On using vacant lots to improve the community
Greening and vacant lot remediation is a central part of my community safety plan. I’m a gardener myself who believes that gardening and urban agriculture are critical to community health. Members of the urban gardening community are heroes who create powerful spaces of intergenerational learning, natural beauty and food sovereignty.
I championed and won hundreds of thousands of dollars in funding this budget cycle to begin implementing the City’s forthcoming Urban Agriculture Strategic Plan. I’ve also consistently supported increasing resources for garden and affordable housing land acquisition by the Land Bank. Alongside Councilmember Kendra Brooks and community partners, I co-led a major advocacy effort to protect and preserve threatened community gardens from sheriff sale and to freeze sheriff sales of gardens, and successfully advocated for the City to purchase back liens on community gardens that are owned by US Bank.

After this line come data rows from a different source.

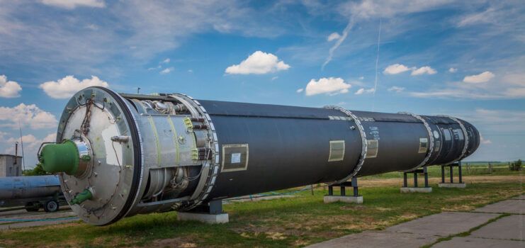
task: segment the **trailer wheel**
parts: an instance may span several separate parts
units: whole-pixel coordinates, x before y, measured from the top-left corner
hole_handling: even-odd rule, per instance
[[[50,200],[44,204],[44,210],[46,212],[57,212],[58,210],[58,202],[55,200]]]
[[[38,201],[26,203],[26,210],[28,212],[38,212],[40,208],[40,203]]]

I’ve led opposition to misguided plans by other politicians to restart mass tax lien sales, which would have destroyed the potential of the Land Bank to help communities as well as endangered countless more gardens and homes. We need comprehensive review and reform of public land acquisition, disposition and leasing to ensure that we are truly supporting these critical garden and agriculture uses, and to remove the many barriers that currently make this work harder or impossible.
I support creation of an Office of Agriculture to provide technical assistance and resources to new and existing gardens, and to expand food growing at public sites and facilities. I’d ensure strong funding and implementation support across government for Growing at the Root, the long-awaited urban agriculture strategic plan that reflects deep community engagement.